A boemia é atemporal
.jpg)
Por Estevão Garcia
Entrou em cartaz nessa última sexta-feira o filme "Noel, o poeta da Vila" (de Ricardo Van Steen, Brasil, 2006). No trailer do filme temos o próprio Rafael Raposo (o ator que interpreta o personagem-título) na função de narrador. O texto da narração em off tem como estratégia de marketing relacionar o estilo de vida de Noel com as gírias e a "ginga" dos dias atuais. Ou seja, há um desejo de atingir o público jovem, de desviá-lo do preconceito habitual que o afasta de um filme "de época". O que poderia convencer um adolescente a pagar um ingresso para assistir um filme brasileiro ambientado nos anos 30 e cheio de música de "gente velha"? A resposta que os produtores encontraram foi a de sublinhar o processo de identificação entre Noel e o público jovem. Há no cotidiano de Noel: farras, cerveja, festas, noites infinitas, sexo, música. Tudo o que está relacionado a hábitos e a interesses usualmente associados à juventude, existe no dia a dia do compositor. Noel, morto de tuberculose aos 26 anos de idade, ainda era um jovem e vivia cada segundo de sua existência intensamente. Noel era um hedonista de carteirinha e esse aspecto é no trailer evidenciado. Ouvimos o ator-narrador anunciar "O cara já era baladeiro muito antes de inventarem a expressão". Através dessa frase, sentimos que a década de 30 não está assim tão distante e tão lá afastada de nós, afinal nela também era possível "sair para a balada". O trailer então continua: "Ele ainda não tirava onda, mas já era um rapaz folgado". O "já" aplicado ao comportamento de Noel, além de afirmar que tudo o que a juventude faz hoje em dia já se fazia há 70 anos atrás, ressalta o quanto ele estava a frente de seu tempo. Noel era um cara visionário, um poeta em todos os sentidos, "ele era torto, mas entortava como ninguém".

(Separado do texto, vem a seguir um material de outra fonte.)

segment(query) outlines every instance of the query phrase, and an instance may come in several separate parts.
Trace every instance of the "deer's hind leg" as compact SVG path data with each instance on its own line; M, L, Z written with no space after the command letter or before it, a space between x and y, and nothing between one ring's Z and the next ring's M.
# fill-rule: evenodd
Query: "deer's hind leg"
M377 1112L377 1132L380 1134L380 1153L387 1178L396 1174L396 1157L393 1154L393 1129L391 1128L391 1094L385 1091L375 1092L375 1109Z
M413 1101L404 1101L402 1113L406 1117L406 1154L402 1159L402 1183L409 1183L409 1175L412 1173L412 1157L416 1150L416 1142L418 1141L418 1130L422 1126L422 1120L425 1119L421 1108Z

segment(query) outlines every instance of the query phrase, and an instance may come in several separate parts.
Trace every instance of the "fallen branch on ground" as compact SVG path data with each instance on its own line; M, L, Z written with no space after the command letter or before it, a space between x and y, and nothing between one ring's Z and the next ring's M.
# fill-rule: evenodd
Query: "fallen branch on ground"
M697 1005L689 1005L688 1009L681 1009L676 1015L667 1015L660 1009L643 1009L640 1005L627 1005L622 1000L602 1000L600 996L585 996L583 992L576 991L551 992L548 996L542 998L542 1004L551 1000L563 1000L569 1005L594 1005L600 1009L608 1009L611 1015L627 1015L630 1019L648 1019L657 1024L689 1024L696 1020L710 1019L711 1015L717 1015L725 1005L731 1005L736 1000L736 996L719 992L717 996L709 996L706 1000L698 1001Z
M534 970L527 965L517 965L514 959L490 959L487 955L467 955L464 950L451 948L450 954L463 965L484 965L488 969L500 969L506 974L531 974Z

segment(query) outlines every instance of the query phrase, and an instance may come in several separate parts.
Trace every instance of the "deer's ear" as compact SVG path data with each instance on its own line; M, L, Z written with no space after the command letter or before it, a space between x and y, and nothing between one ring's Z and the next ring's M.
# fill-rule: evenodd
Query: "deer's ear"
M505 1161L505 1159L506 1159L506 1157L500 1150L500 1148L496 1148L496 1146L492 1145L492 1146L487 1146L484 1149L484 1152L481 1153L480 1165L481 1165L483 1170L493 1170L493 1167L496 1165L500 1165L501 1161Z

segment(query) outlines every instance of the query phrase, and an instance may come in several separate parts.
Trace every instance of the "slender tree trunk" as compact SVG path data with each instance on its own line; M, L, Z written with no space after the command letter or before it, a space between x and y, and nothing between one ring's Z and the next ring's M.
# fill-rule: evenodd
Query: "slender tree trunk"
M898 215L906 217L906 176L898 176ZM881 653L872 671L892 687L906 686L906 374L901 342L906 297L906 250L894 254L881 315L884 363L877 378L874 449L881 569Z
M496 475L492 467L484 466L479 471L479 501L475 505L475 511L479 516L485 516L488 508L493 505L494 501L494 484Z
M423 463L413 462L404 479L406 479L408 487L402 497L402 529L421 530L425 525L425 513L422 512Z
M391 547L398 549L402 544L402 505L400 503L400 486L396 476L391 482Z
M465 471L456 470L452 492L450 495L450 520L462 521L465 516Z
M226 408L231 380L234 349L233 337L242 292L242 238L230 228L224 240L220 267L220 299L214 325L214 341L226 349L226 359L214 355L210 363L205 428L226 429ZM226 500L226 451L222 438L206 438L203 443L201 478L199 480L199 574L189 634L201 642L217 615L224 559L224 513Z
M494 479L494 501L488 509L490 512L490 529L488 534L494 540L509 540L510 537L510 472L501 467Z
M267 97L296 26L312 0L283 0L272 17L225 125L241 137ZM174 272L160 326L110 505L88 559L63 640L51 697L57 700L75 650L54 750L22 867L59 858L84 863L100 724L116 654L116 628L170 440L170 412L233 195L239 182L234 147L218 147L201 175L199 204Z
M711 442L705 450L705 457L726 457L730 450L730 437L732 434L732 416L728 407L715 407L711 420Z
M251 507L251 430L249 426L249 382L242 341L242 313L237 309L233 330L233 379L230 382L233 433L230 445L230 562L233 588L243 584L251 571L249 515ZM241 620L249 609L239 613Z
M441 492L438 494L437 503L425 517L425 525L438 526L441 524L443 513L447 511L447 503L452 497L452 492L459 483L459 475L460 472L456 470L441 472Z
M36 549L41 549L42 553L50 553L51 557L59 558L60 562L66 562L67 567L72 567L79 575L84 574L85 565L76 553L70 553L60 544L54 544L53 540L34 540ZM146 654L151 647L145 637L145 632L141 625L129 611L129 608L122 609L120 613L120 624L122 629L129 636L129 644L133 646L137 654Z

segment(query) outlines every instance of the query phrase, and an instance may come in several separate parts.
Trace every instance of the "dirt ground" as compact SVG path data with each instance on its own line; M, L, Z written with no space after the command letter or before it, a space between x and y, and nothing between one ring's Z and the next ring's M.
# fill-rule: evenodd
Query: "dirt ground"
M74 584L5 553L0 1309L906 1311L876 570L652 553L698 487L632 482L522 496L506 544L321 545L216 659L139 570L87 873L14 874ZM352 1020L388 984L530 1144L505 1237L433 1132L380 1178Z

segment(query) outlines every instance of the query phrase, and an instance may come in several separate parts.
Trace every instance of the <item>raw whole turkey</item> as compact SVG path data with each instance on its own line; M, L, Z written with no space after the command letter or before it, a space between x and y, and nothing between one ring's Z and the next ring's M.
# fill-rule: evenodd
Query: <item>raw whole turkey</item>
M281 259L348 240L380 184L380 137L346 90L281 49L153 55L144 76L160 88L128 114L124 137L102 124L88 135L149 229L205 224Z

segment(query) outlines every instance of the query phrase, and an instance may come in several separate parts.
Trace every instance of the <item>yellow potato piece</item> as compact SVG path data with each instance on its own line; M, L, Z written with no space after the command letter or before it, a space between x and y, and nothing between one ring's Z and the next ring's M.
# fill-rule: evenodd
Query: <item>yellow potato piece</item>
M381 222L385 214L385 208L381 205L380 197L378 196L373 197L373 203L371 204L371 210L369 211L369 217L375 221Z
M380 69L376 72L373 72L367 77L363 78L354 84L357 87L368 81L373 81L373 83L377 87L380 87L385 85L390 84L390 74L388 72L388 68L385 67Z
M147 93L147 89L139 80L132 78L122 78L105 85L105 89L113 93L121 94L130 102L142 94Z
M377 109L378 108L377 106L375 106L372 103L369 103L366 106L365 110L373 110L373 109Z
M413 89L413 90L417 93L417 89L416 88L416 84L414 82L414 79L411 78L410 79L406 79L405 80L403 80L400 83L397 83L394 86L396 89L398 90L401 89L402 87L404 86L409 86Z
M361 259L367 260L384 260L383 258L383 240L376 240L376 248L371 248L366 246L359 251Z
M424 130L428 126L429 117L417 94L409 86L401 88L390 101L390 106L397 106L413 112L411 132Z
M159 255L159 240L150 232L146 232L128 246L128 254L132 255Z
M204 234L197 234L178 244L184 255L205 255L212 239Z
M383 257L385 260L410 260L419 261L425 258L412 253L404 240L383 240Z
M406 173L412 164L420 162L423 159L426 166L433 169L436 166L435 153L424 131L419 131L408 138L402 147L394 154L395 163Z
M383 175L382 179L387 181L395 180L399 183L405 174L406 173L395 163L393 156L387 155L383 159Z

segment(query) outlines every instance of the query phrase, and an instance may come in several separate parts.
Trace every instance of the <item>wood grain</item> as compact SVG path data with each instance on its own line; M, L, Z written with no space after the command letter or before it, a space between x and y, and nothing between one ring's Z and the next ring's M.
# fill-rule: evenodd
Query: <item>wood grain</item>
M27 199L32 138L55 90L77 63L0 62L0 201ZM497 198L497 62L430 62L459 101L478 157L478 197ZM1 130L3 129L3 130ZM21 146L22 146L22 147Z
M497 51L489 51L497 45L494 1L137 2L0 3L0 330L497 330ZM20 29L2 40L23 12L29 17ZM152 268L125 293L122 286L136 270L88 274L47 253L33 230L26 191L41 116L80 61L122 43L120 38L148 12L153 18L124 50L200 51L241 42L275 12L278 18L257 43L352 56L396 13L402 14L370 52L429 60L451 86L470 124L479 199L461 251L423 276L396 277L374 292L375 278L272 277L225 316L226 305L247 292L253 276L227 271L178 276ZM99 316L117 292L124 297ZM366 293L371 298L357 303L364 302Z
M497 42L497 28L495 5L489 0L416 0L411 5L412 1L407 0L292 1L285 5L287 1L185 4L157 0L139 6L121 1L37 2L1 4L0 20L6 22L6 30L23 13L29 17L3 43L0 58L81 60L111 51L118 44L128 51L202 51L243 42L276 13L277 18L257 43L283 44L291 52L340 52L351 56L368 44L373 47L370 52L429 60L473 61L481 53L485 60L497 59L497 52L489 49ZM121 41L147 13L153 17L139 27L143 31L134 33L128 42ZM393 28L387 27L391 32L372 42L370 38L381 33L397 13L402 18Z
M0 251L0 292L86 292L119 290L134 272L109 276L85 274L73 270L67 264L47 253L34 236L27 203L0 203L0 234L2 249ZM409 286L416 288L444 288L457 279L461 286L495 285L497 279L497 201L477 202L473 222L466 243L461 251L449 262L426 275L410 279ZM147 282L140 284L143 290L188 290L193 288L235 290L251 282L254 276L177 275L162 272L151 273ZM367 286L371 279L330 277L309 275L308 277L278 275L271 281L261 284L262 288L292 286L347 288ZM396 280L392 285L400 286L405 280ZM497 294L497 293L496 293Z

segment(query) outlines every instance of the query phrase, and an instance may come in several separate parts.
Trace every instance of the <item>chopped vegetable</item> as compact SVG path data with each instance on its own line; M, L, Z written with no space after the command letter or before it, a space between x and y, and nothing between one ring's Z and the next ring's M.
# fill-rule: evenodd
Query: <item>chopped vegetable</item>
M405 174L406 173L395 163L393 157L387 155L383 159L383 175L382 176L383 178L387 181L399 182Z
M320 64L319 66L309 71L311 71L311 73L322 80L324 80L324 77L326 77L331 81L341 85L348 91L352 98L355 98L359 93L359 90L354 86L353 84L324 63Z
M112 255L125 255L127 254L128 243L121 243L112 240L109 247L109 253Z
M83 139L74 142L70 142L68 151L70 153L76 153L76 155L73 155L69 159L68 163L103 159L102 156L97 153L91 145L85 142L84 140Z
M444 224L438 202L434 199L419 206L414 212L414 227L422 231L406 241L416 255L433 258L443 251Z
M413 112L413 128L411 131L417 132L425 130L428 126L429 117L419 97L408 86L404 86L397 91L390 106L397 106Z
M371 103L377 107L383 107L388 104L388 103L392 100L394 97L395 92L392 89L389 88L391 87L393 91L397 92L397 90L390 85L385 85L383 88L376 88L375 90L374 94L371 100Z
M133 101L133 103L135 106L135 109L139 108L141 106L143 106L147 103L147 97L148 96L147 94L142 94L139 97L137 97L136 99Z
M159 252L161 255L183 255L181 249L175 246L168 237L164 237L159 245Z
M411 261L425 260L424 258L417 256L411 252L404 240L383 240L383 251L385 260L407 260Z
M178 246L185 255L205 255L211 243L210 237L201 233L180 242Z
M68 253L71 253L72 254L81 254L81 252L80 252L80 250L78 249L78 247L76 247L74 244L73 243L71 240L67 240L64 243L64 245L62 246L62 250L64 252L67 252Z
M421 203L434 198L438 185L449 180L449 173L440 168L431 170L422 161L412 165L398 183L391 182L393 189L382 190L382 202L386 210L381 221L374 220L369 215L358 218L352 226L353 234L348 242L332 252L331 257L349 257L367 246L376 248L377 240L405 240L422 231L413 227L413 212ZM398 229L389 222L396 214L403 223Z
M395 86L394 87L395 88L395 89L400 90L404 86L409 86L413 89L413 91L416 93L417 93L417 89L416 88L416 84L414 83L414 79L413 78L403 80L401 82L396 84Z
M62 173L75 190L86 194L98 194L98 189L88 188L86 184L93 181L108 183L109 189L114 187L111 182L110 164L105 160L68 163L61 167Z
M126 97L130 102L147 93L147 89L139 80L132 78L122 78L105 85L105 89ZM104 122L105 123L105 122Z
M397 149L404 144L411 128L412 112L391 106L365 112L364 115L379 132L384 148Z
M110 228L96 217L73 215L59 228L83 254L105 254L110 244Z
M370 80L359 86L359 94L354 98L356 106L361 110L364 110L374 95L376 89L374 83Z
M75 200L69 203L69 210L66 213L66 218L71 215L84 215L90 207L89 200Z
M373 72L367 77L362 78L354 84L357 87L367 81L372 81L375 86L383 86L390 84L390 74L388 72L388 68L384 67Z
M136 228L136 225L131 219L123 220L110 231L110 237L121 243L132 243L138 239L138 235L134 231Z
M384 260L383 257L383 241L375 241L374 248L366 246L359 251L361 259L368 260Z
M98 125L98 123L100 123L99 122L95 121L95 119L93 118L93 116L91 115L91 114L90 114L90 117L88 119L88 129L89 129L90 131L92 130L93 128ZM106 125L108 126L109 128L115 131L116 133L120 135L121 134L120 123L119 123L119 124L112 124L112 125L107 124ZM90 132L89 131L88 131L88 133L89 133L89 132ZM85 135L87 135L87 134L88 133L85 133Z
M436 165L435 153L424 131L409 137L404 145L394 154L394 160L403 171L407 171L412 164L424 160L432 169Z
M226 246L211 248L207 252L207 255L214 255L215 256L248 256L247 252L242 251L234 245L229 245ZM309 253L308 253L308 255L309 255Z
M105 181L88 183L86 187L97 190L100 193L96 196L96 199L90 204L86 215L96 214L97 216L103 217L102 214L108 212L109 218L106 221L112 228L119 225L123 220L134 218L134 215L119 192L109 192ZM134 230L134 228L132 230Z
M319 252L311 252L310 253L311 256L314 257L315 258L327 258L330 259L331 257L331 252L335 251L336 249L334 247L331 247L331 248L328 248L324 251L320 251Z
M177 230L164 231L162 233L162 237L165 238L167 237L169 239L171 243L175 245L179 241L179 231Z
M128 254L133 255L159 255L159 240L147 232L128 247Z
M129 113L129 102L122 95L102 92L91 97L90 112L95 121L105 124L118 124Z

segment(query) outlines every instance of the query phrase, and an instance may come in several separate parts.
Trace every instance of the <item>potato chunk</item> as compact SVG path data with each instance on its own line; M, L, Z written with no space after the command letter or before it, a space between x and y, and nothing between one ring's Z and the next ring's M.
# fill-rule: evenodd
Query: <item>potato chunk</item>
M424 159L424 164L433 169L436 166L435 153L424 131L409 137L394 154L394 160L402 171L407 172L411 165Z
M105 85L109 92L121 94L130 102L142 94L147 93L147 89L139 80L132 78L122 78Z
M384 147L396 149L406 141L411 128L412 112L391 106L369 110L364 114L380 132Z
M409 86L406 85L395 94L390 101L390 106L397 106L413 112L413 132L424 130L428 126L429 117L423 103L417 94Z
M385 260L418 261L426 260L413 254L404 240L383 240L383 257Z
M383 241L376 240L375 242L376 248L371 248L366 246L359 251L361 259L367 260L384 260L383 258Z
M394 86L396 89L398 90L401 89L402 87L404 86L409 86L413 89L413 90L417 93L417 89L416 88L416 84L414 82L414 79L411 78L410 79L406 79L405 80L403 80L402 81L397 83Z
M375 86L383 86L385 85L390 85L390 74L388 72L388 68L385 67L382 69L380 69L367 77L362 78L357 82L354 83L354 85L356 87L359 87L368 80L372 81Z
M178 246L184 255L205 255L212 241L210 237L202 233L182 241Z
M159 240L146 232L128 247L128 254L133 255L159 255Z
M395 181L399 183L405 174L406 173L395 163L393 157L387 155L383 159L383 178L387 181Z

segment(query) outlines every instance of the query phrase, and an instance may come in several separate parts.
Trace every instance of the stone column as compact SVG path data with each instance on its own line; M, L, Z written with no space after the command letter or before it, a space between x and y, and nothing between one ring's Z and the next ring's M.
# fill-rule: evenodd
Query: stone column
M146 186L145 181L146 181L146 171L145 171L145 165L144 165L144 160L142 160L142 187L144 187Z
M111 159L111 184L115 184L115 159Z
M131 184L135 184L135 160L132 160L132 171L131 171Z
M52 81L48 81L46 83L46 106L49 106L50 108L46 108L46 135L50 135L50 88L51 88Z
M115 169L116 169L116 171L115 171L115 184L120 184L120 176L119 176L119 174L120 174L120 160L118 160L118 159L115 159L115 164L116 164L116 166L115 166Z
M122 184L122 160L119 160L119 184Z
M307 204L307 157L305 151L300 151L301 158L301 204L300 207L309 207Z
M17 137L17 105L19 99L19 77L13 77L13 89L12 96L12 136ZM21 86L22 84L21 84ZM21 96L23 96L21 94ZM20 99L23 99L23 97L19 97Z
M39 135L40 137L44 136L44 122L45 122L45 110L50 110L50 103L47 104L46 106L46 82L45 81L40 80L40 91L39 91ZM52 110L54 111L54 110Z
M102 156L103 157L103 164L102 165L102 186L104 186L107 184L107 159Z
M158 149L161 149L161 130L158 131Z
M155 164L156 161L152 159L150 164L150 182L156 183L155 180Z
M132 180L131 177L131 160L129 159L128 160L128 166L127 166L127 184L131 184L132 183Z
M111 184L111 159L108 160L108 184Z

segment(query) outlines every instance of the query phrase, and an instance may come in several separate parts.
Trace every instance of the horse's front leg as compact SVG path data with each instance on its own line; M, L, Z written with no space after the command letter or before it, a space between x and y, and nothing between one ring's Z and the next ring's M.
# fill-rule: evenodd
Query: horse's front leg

"Ele era feio, mas tinha lábia". Noel quase não tinha queixo, tinha a boca torta, era desajeitado e atrapalhado, mas... era um gênio. Noel vencia as adversidades exalando talento. Eu já tinha visto o filme antes de ver o trailer. Vendo o trailer, fiquei com vontade de assistir ao filme novamente. Se a função de um trailer é estimular a vontade do espectador para que ele volte ao cinema e assista àquele filme, esse a executa muito bem. E além disso, está completamente afinado ao filme que anuncia. A força, extraída da biografia de Noel, que Ricardo Van Steen desejou transpor ao cinema, está presente nos dois: no mostruário do prato e no prato principal. "Noel", como já indicado no trailer, se preocupa em se deter em apenas um determinado recorte da vida do poeta. Esse recorte, se pensarmos em Noel como o grande artista que foi, é o principal, pois vai desde a sua inserção no universo da música popular urbana brasileira dos anos 20/30 até a sua precoce morte. A trajetória de Noel como compositor/poeta/músico está toda ali, concentrada nesse espaço/tempo eleito pelo filme.
Aqui, não encontramos ressonâncias, por exemplo, com a proposta de um "Madame Satã". No filme de Karim Aïnuz o que se desejava era captar a pele, o corpo e a vivência de um pré-Madame Satã, ou seja, a experiência de um homem anônimo na iminência de se transformar em um artista. Aqui vemos principalmente, Noel já sendo Noel. No filme de Aïnuz o recorte é menor, é mais preciso e específico. Esse fato, entre outros fatores, provoca que o filme fique sem a cara convencional e clássica de uma cinebiografia. "Madame Satã" registra mais a experiência sensorial de seu personagem do que os fatos em si. Os seus dados biográficos só tinham espaço no momento em que foram lidos por um delegado ao descrever a sua ficha "suja" na polícia. Mais do que optar por fazer um recorte mais longo e mais reconhecido/celebrado da vida de seu biografado, a principal diferença entre "Noel" e "Madame Satã" é sem dúvida alguma a estratégia utilizada na conversão de uma biografia em expressão estética. Não queremos dizer aqui qual das duas estratégias é a melhor e sim como cada uma delas foi aplicada. "Madame Satã" apenas escolheu a sua estética e as suas expressões plásticas/poéticas como um dado maior. "Noel", sem colocar a poesia totalmente em segundo plano, a partir de sua segunda metade, se preocupou por demais na apresentação dos fatos e dos acontecimentos verídicos. Apresentou maior feição de uma cinebiografia comum, aquele que didaticamente sente a necessidade de informar e situar o espectador. O final, com a morte de Noel e a sua "despedida" da Vila, dos amigos e de suas mulheres, executa um retorno à poesia e ao que o filme mostrou no início.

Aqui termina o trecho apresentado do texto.